No entanto, a escolha de Priebus, amigo do speaker da Câmara dos Representantes Paul Ryan, como quem Trump nunca conseguiu relacionar-se, indica que Trump quer fazer pontes com Washington e com o Congresso – agora dominado, nas duas câmaras pelo Partido Republicano.
O Congresso volta ao trabalho esta segunda e terça-feira, com uma agenda que tinha como ponto mais urgente passar legislação para impedir uma nova paralisação da Administração federal a partir de 9 de Dezembro, por falta de Orçamento. Mas agora, a ambição será muito maior.

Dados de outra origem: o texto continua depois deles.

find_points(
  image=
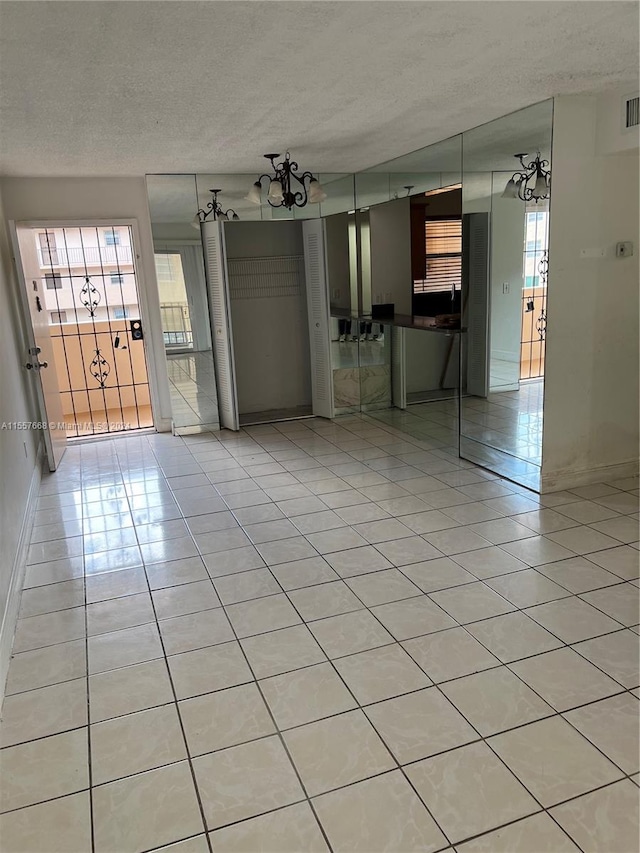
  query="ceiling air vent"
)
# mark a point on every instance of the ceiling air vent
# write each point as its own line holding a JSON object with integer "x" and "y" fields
{"x": 631, "y": 112}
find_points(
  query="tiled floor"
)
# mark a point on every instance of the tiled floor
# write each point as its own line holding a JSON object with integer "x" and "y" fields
{"x": 502, "y": 432}
{"x": 192, "y": 384}
{"x": 320, "y": 636}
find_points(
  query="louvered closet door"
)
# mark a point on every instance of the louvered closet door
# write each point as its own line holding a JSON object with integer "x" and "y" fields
{"x": 398, "y": 370}
{"x": 318, "y": 312}
{"x": 221, "y": 334}
{"x": 475, "y": 275}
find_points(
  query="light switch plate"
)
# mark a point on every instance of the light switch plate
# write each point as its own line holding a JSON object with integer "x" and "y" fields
{"x": 624, "y": 250}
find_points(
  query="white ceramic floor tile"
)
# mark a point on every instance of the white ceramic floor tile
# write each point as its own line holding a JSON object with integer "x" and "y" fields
{"x": 136, "y": 742}
{"x": 612, "y": 725}
{"x": 282, "y": 651}
{"x": 572, "y": 620}
{"x": 563, "y": 679}
{"x": 616, "y": 654}
{"x": 553, "y": 760}
{"x": 420, "y": 724}
{"x": 244, "y": 781}
{"x": 42, "y": 712}
{"x": 495, "y": 700}
{"x": 468, "y": 791}
{"x": 383, "y": 813}
{"x": 144, "y": 811}
{"x": 129, "y": 689}
{"x": 224, "y": 718}
{"x": 620, "y": 602}
{"x": 337, "y": 751}
{"x": 513, "y": 636}
{"x": 471, "y": 602}
{"x": 449, "y": 654}
{"x": 531, "y": 835}
{"x": 381, "y": 674}
{"x": 603, "y": 820}
{"x": 287, "y": 830}
{"x": 349, "y": 633}
{"x": 43, "y": 769}
{"x": 212, "y": 668}
{"x": 305, "y": 695}
{"x": 262, "y": 615}
{"x": 622, "y": 561}
{"x": 58, "y": 826}
{"x": 412, "y": 617}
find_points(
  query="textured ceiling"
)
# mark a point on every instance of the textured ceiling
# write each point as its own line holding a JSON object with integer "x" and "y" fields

Os republicanos estão a preparar propostas para cortar impostos, repudiar o Obamacare e acabar com regulações impostas durante os mandatos de Obama – por exemplo, na área do Ambiente.
Planear as alterações na lei dos cuidados de saúde acessíveis para todos (Obamacare), “controlar a política externa” e analisar a reforma tributária são as coisas mais importantes da agência do Presidente Trump para os primeiros 100 dias, disse Reince Priebus à ABC. “Temos a oportunidade de fazer tudo isto, dado que temos [os republicanos] a Câmara dos Representantes e o Senado, um Congresso com pressa de fazer este trabalho”, afirmou.